– Bedside manners 101

I wish that I could teach a class that all doctors were required to take in medical school…. Bedside Manners 101.  You could all help me teach it, I’m sure. The lessons are simple, but they seem to elude so many of them…

1.) Listen to your patient. They know their body better than you.
2.) Cancer (and many others) is a devastating diagnosis. Chill out and find your empathy.
3.) There are such things as miracles that defy the odds. Balance your need to help your patient know what to expect with communicating the hope of the outer range of what is possible.
4.) Empower your patient to take charge of their healing. You are only a swabbie. Your patient is the captain of this ship.
5.) Talk in plain language. Jargon that is second-nature to you may be new and frightening to your patient.
6.) You are not God, so don’t act like one. Be sensitive to the fear and awe some have of you. You can create a self-fulfilling prophecy when you tell people they will die.

I once had a radiologist gleefully exclaim that she was right!!! That the mass WAS cancer and I could have that mastectomy after all, as though it was the best news I could have received. Except that previous biopsies had “shown” that it wasn’t cancer and I had gone into her office just to confirm that. She was right, the others were wrong, and she was beside herself with pride. I had had no plans of getting a mastectomy, this was hardly good news, I was devastated, and I wanted to slap her for her insensitivity. There’s a reason radiologists don’t normally talk directly to patients. They should still have to take my class. : )

When I was diagnosed with Stage 4, the oncologist with tears in his eyes, said there was no hope for me. My son was in the Amazon on a survival semester and he said I needed to send a helicopter into the jungle to get him so he could say good-bye. “But, he has two more months in his program!”, I exclaimed. “You will not be alive in two months”, he said. That was October, 2012… 3 and a half years ago.

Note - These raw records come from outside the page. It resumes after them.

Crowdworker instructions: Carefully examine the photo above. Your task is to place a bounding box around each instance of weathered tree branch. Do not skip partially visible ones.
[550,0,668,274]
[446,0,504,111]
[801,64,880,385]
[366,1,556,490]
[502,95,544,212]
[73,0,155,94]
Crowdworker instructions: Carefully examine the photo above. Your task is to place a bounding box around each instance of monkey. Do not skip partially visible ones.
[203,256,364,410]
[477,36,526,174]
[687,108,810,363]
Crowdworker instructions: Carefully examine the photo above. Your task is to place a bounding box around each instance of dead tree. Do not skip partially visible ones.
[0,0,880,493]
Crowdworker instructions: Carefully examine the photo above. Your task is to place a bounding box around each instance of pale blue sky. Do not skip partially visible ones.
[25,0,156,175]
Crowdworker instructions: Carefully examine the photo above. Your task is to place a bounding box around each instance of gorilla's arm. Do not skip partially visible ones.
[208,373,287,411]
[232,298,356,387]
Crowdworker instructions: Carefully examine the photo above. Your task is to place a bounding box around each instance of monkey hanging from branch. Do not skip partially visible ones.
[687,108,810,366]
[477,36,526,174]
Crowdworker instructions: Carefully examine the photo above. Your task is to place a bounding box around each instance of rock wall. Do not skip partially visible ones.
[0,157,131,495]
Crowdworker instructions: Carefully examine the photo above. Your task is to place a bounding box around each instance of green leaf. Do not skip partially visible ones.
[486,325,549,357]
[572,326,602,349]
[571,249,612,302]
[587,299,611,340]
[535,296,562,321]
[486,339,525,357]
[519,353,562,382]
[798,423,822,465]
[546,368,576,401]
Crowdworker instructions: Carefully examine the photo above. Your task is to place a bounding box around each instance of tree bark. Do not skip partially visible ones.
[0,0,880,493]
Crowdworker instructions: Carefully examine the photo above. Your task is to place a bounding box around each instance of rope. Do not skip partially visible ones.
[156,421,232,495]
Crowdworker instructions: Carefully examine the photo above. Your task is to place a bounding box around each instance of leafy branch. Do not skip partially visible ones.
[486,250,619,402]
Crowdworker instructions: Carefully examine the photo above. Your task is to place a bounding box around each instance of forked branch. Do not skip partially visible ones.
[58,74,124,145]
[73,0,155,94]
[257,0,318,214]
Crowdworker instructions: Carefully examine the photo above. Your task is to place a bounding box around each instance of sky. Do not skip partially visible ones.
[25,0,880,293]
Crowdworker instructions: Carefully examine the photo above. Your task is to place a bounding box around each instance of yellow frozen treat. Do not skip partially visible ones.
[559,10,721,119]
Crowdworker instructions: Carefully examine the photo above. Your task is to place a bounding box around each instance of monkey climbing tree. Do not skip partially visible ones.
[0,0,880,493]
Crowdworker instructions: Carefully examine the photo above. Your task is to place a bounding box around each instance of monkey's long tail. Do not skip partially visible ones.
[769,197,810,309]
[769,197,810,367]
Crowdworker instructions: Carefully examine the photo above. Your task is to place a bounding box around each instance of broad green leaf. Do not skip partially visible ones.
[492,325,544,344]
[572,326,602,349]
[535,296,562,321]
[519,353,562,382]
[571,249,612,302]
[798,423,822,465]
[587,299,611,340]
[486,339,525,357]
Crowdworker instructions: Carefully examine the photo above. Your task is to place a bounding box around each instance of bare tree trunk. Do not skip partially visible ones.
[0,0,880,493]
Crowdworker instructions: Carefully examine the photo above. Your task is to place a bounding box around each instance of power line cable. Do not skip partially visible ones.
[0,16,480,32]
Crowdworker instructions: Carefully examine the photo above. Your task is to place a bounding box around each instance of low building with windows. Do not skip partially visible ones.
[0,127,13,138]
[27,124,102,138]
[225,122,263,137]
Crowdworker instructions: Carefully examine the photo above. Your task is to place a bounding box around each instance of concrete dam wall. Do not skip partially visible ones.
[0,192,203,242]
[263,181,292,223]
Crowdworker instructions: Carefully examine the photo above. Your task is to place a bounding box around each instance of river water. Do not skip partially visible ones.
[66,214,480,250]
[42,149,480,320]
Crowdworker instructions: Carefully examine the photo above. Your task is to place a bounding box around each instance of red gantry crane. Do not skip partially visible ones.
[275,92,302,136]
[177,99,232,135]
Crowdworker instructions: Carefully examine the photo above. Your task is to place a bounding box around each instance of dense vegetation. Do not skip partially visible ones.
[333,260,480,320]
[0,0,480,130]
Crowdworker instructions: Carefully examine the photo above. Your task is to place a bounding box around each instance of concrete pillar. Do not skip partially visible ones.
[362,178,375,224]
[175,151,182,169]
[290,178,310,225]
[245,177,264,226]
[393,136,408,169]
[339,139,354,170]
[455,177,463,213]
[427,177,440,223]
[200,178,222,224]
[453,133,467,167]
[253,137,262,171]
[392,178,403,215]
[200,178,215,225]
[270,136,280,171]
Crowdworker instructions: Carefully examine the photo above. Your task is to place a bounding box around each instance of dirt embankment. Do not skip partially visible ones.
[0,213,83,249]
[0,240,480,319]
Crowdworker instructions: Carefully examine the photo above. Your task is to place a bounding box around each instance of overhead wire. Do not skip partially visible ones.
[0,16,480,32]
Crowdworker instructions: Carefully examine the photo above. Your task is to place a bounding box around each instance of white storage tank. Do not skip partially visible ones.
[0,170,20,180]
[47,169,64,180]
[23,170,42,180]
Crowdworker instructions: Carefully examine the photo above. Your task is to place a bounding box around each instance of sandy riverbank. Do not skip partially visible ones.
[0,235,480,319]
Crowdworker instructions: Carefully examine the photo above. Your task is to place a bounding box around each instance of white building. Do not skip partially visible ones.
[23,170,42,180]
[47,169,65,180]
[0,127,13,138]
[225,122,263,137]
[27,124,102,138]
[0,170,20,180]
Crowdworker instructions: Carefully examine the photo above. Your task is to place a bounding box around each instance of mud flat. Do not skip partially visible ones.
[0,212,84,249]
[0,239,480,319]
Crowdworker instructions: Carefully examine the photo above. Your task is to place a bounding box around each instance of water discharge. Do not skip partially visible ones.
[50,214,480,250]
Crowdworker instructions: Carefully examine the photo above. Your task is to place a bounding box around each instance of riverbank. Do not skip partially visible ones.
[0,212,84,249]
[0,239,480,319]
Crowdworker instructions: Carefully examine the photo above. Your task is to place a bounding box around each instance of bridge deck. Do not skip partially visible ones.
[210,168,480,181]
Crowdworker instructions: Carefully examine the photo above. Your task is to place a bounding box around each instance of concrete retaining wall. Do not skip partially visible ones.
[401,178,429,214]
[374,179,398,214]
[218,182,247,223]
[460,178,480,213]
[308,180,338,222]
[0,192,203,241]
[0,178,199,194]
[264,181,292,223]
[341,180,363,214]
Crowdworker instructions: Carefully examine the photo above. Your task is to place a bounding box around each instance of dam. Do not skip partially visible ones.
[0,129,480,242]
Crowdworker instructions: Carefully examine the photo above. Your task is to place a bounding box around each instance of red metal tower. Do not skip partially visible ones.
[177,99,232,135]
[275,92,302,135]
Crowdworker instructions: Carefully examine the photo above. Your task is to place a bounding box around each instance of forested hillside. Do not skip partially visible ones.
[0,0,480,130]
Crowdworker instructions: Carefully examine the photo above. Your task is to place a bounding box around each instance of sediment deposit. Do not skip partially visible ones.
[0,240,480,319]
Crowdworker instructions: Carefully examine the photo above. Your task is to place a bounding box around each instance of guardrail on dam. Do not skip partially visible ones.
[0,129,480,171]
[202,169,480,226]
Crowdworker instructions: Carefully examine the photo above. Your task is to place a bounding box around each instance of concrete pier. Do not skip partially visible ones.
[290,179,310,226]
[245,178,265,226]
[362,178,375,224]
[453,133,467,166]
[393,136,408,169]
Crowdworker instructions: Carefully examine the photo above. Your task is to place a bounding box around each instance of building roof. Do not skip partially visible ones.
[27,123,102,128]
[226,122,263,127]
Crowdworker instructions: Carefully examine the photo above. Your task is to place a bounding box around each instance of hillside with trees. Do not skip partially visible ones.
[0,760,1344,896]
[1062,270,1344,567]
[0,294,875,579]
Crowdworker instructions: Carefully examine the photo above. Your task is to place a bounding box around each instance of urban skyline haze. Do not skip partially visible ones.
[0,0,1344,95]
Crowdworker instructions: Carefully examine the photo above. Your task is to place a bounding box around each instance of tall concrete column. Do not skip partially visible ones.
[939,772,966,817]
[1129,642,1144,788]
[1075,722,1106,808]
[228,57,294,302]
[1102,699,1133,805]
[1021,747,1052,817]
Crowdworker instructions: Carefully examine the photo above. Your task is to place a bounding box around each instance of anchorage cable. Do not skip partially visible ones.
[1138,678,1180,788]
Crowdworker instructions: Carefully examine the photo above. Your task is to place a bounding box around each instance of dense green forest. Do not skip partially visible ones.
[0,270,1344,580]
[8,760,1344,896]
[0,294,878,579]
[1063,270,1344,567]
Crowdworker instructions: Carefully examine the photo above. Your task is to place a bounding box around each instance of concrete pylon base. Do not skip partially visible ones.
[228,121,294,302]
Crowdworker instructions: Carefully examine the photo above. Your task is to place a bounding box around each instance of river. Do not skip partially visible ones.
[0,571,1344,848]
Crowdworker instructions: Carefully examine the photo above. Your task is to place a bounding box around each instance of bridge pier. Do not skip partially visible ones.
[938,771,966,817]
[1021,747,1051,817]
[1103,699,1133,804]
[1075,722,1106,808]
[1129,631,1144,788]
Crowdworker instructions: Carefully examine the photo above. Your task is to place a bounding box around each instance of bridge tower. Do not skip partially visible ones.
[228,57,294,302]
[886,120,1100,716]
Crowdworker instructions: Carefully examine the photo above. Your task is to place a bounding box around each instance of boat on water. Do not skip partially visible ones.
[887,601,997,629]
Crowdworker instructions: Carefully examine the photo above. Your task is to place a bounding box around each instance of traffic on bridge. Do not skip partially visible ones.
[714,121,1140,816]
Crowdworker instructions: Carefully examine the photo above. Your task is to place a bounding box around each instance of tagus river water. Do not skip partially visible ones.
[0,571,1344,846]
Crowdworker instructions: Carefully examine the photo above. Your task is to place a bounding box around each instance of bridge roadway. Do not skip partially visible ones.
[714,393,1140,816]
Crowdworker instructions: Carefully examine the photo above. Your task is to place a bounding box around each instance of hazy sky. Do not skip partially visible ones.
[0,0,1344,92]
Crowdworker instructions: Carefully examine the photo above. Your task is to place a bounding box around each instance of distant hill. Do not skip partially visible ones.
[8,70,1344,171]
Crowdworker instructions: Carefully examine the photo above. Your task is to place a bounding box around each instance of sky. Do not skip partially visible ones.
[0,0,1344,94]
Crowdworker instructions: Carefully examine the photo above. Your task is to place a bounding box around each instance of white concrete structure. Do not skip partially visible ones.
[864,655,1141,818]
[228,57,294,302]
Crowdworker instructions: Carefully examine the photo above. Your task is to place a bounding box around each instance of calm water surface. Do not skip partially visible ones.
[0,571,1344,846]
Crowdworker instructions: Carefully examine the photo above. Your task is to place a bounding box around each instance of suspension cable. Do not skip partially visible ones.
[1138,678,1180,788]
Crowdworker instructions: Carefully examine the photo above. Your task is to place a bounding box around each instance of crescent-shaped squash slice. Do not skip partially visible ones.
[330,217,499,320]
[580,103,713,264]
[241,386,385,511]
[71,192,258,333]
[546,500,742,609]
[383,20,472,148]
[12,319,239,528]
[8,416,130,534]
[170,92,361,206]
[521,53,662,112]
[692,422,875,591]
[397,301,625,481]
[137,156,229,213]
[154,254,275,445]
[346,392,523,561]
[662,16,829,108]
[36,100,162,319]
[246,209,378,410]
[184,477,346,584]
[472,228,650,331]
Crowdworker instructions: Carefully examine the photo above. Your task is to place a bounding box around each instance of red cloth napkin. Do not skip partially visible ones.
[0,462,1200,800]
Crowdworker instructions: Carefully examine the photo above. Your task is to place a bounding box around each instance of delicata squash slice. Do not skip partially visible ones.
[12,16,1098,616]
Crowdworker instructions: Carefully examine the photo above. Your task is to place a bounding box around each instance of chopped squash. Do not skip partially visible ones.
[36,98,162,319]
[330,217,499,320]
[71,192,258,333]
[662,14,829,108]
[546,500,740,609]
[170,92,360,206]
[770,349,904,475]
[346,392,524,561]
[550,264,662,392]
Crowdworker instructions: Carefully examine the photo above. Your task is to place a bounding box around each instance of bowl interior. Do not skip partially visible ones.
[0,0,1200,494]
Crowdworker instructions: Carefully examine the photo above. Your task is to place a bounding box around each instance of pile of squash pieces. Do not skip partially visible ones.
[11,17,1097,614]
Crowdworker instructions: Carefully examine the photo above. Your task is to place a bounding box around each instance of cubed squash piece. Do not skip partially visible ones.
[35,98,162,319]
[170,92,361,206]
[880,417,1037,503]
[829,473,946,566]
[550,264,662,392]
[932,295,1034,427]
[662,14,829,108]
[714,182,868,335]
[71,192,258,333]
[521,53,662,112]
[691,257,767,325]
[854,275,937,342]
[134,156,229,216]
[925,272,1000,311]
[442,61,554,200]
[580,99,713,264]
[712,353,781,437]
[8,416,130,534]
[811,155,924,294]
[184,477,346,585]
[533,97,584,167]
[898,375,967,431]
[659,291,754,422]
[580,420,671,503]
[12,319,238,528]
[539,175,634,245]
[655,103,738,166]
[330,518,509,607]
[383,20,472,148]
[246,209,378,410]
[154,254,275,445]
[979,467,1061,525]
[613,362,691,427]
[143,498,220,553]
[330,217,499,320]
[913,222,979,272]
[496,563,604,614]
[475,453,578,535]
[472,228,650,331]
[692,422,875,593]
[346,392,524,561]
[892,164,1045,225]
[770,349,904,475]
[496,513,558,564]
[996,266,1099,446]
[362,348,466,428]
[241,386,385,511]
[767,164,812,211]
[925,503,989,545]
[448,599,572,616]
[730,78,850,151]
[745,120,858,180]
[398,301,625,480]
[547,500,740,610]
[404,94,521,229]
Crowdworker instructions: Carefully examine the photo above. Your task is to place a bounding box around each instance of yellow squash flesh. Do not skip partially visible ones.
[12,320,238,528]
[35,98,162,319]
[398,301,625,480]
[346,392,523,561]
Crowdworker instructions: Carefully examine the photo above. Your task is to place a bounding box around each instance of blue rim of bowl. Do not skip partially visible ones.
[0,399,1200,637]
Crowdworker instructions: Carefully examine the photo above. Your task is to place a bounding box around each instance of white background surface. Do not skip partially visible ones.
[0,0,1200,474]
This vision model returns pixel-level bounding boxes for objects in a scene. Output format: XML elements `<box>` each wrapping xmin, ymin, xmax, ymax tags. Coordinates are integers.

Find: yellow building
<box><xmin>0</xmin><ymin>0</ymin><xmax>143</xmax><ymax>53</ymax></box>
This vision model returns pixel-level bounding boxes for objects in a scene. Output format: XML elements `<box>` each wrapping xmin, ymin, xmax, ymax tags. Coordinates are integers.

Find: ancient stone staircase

I went back after I came through the fires of hell, eight months later, and damn… I looked good! I was walking again and feeling good. I couldn’t wait to see how happy and surprised he would be. I had moved back to Colorado and I needed an oncologist for my ongoing immunotherapy infusions. I didn’t have a lot of choices… he ran the only clinic in town and that was a two-hour drive away. He was a cold fish and, as the conversation went on, I realized that he was irritated at my survival. My very existence was an affront to his ego… proof that he’d been wrong. Then he told me that I could not do my naturopathic protocol if I wanted to receive treatment from him. I said, “How the heck do you think I survived against all odds?” and walked out. I now drive an additional half hour each way to get my immunotherapy from an integrative oncologist.

Dr. Doomsday wasn’t necessarily wrong in his assumptions. I had tumors everywhere and there isn’t a doctor I’ve met that hasn’t shaken their head incredulously at my survival and recovery. I actually think I owe him a debt, possibly my life. See, he pissed me off when he tried to take away my hope. I thought to myself, “Oh, yeah? I’m not buying into that crap. This is not how my story will end. I’ll show YOU!” I’ll never know, but I wonder if he had not delivered such a dire prognosis in such extreme terms, if I would have simply and silently died?

The oncologist that worked to save me later admitted that she thought I had about two weeks left when she first saw me. The difference is that she didn’t tell me that until after I was NED… a day she never thought we’d see. She never told me how serious it was, just that we’d do what we could and encouraged me to hope and to fight and to do all the naturopathic things I wanted to.

I am relating this to you because doctors probably never will take that class on Bedside Manners. Doctors are a valuable tool in your toolbelt, but YOU are the master of your destiny. No one will ever care about your survival more than you. It is up to you to find out what they think, do the research, process it, and figure out what YOU think. Stay in touch with your body and your feelings and honor both. Your body is trying to heal from the toxins in our environment and the ones times we might put in to fight this disease. It is SOOO important to be loving and kind to your body… to detoxify and nourish it and support your immune system. Get in tune with your higher healing self. This is a voyage of self-discovery… embrace it. Surround yourself with loved ones that believe in you and get rid of energy vampires. And never, ever, ever let a doctor with bad bedside manners or anyone else snuff out your hope or belief in yourself. You got this…

At any given moment, you have the power to say,
this is not how the story is going to end.